The movement works relentlessly to stir the world’s collective conscience and bring about change. Much remains to be done to stop corruption, but much has also been achieved, Including follows:
1 Companies held accountable for their behaviour both at abroad and home.
2 The creation of international anti-corruption conventions
3 The prosecution of corrupt leaders and seizures of their illicitly gained riches.
4 National elections won and lost on tackling corruption
Many things to do more.
This is an interesting question because whenever you find a company and/or its resources mentioning its very transparent internally & externally - most of the times you find it to be their intentions!!!, whereas in reality, they also grapple with lack of transparency..
With startup companies, if there is a clear understanding across various partners, founders and or top management/ leadership on - What they actually bring to the table and what shall I do to make this happen successfully - 50% of transparency in generated here!!!. The rest is meaningful and prudent use of communication like emails, messages, voice calls, direct meets etc. to ensure that right level of information is shared/updated on regular intervals and always in relevance
The limiting of being transparent from any one individual and/or team in any company is actually a "red flag" and if its addressed immediately and with a positive outcome, greater results can be derived.
On transparency, whether its internal or external - the limits are based on objectives and intentions........ than actions
Complete transparency is the best strategy. You'll find that more people will join your bandwagon and very few, if any, people will work against you. I receive the best advice and support from my competition. The world is biggest enough for everyone to succeed. Join your professional assoc.
Internal transparency is necessary to keep all the members working together. There may be some matters that need to be limited to the board and executive staff but open communication will reduce uncertainty and reinforce the sense that "we're all in this together". In short, make the organization as transparent as possible without compromising confidentiality or regulatory matters.
The largest potential danger for startups relates to partners, see Business Startup or The Entrepreneurs Guide on audible.com, iTunes, simplymagazine.com, staples.com, or Costco.ca. Transparency is part of the problem.

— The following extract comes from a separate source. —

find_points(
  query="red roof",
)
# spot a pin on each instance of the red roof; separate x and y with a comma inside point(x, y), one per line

But it does not goo far enough. At what level are you talking about? and is this two way transparency or one way?
As a general rule, I suggest as much as possible without violating prudent security guidelines and without endangering the operation, using the toe-in-the-water approach rather than the belly-flop from the diving board.
Lack of transparency can result in not giving participants the information they need to operate successfully. Need to know is important, Nice to know is optional,
Hmmm I dont think a person's ultimate vision for the company needs to be exposed but the amount of the vision that will get people on board and working towards a common mission should be.
What levels of the company are you talking about, is this like financial transparency from front line to ceo cause I feel that should be as transparent as possible.
Complete transparency is critical between the early partners involved in start ups. It is the shared passion and interests that birthed the ideas and at times it is the chaotic conditions that keep the targeted goals in the sites. Keeping everyone "in the loop" helps drive the initiative forward.
The question is not how much internal transparency a startup can tolerate but how much it can afford - or not. Transparency forces a company to face uncomfortable situations but also brings everyone together. Greater transparency brings in a sense of belonging and ownership. See "Getting Naked" by Patrick Lencioni.